Ancient Mediterranean

Digital Project

Double-levelled galley

Cat. No.



Late Geometric I, c. 750 B.C.


Athens, Dipylon cemetery


Width (fragment): 58 cm


Attic, Dipylon Master. Pedestalled krater.

Accession Number

Louvre A 517


Basch 1987: 171, no. 353; Casson 1971: fig. 49-52, 72; Kirk 1949: 104-106, pl. 38.2; Morrison-Williams 1968: 22, geom. 9, pl. 3a-b; Williams 1958: 121

Ships depicted in the Dipylon style follow strict conventional rules with little deviation from the established norm, and so it is worth deconstructing this blueprint by examining its horizontal and vertical lines. There are five horizontal lines which can be designated as A, B, C, D, and E. The lowest and thickest line (A) represents the hull. The thin line directly above it (B) is a separate rail on which the tholepins are fixed instead of directly on the gunwale. Basch argues that this allowed for a very low and therefore light hull, all the while keeping the oars on a high level. The effect was to lighten the vessel yet lenghten the oars, thus improving propulsion (Basch 1987: 164). The next three lines cluster tightly together, and consist of a central thick band (D) which represents a longitudinal deck, flanked by two thin ones (C,E) which Casson interprets as wales. The verticals are the stanchions that support the deck and form the "rooms" for the lower level rowers. The bow is a solid square block, with a concave post integrating the bow projection and ending in an S-shaped incurving horn. The occulus has a screen consisting of a spoked star. The fore- and aftercastle are integrated, with an open balustrade with lattice railing. The forecastle is double stepped. This particular depiction has four short protrusions from the stem which represent extensions of timbers from the stempost. The eye is filled with a sixteen-spoked star. There are four rowers pulling at their oars sitting on the raised deck, supported by the usual stanchions which delineate fourteen "rooms" or thwarts. There are eight oars and no tholepins. The ship is short for its height, obviously distorted in order to fill the restricted and irregular handle-panel. The lack of rowers amidships is due to a similar compromise due to the intrusiveness of the center part of the double handle. Their presence is suggested by two extra oars below.

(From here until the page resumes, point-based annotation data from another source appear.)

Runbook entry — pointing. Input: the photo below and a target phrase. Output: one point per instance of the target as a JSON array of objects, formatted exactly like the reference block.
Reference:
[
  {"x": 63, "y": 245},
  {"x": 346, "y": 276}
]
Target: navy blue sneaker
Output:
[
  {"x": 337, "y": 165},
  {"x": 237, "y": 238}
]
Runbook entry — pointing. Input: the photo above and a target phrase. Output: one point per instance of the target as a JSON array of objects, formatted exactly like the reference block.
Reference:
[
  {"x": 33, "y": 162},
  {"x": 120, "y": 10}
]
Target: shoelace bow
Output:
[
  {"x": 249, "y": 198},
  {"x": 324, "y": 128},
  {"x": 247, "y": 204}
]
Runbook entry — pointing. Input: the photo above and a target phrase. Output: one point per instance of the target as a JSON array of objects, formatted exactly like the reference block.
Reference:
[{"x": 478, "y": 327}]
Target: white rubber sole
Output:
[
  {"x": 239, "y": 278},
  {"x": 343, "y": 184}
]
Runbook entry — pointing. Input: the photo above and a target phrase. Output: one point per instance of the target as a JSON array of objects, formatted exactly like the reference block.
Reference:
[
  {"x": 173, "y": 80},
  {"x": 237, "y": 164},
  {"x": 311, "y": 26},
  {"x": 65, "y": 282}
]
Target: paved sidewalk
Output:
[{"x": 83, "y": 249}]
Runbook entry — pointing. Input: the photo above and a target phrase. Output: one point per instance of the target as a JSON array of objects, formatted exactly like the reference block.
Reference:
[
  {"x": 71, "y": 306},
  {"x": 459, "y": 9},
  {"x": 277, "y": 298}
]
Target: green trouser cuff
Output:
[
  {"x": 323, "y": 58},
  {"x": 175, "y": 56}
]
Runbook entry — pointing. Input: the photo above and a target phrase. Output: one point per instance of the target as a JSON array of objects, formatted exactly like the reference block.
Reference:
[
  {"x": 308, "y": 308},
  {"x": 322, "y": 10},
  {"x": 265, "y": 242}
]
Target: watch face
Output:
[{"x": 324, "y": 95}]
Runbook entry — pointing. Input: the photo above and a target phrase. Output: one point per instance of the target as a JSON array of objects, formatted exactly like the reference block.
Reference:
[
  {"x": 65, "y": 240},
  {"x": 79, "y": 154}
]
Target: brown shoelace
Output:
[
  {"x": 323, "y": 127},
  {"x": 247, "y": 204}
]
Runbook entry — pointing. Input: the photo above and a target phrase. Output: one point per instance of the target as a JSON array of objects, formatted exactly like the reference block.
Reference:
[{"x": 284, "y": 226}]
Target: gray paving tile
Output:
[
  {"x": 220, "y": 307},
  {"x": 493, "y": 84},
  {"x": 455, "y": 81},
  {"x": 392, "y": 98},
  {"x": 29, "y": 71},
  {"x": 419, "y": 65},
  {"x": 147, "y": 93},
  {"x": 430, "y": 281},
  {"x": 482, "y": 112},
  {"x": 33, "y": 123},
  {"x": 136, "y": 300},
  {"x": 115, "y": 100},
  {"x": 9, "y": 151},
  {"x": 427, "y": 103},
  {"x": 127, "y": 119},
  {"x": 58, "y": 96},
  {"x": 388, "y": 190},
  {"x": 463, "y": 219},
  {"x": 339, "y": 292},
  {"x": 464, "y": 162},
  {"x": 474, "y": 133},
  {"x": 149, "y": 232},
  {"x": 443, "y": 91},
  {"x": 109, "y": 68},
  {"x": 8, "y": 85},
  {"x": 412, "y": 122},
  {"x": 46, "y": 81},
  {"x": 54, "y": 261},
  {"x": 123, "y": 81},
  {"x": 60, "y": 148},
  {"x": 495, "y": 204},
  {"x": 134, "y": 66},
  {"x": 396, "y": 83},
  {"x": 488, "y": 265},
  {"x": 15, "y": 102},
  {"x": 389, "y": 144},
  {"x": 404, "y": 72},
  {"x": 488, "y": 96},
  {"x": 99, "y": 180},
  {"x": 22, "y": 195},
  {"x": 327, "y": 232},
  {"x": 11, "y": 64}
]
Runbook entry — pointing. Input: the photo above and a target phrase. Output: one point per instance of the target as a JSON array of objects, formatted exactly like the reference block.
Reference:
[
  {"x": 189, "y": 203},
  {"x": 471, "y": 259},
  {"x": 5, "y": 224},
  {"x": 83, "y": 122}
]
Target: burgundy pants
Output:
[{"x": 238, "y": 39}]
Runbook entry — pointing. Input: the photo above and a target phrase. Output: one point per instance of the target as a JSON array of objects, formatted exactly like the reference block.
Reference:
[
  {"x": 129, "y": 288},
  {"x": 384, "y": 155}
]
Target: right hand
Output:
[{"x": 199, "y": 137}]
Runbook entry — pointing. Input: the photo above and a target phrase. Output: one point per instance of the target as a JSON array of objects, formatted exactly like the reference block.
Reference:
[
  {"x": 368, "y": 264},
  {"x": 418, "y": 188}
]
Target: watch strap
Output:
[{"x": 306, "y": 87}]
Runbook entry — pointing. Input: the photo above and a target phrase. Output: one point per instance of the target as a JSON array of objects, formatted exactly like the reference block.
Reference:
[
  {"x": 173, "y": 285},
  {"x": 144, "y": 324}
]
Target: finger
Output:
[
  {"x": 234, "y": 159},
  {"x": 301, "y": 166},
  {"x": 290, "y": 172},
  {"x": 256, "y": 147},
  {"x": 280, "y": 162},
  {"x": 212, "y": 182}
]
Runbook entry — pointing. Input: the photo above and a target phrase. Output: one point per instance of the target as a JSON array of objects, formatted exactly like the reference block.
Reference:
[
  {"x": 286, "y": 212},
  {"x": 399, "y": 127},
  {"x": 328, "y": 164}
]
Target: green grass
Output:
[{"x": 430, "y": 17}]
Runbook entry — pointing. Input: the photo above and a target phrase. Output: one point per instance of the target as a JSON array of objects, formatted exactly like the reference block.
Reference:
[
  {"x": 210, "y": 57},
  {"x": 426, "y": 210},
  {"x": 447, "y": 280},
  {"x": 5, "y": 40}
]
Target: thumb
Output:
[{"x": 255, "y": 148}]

Coldstream attributes this krater to the Dipylon Master himself (Coldstream 2003: 88). Main central zone between the handles shows a prothesis scene, with deceased laid on a bier, surrounded by family and friends, professional female mourners, and warriors. Earliest known depiction of a gesture where two individuals next to the bier seem to be raising a chequered "blanket" or shroud with their hands extended, allowing the deceased man to be seen. Decorative scheme complemented by an escort of warriors in chariots. Warship with four rowers fills the space under a double handle, complemented by four birds above (a pair at the bow and stern) and fish below. Remaining space filled with talismanic flowers and butterflies. Peaceful ship scene is rare in this group. Wedde uses the depiction of the chariots and bier in this group to question the standard "bird's eye perspective" and to push instead for a strict profile approach to the depiction of physical objects (Wedde 1996).

This ship is not without its problems, as there was a lot of accommodation done to suit the space it was meant to fill. The most obvious artistic compromise is the number of rowers depicted, which does not match the number of oars, as well as the number of "rooms" which was shortened for lack of space. The deck is at a slightly lower level than the fore- and after platforms. The rowers are depicting at the same level as the raised deck. Above the "rooms" are the standard three parallel horizontal lines - the thick black band outlined by two thin lines which represent a thick plank, with wales below and above. These provided added lateral strength and screening for the rowers which would usually sit below deck level. A strict profile reading identifies this as a two-levelled ship which could be rowed from both levels, or from one or the other.

Basch, L. 1987. Le musée imaginaire de la marine antique. Athens: Institut Hellénique pour la preservation de la tradition nautique.

Casson, L. 1971. Ships and Seamanship in the Ancient World. Princeton: Princeton University Press.

Kirk, G.S. 1949. “Ships on Geometric Vases.” BSA 44: 93-153, pls. 38-40.

Morrison, J.S. and R.T. Williams. 1968. Greek Oared Ships: 900-322 B.C. Cambridge: Cambridge University Press.

Williams, R. T. 1958. “Early Greek Ships of two levels,” JHS 78: 121-130.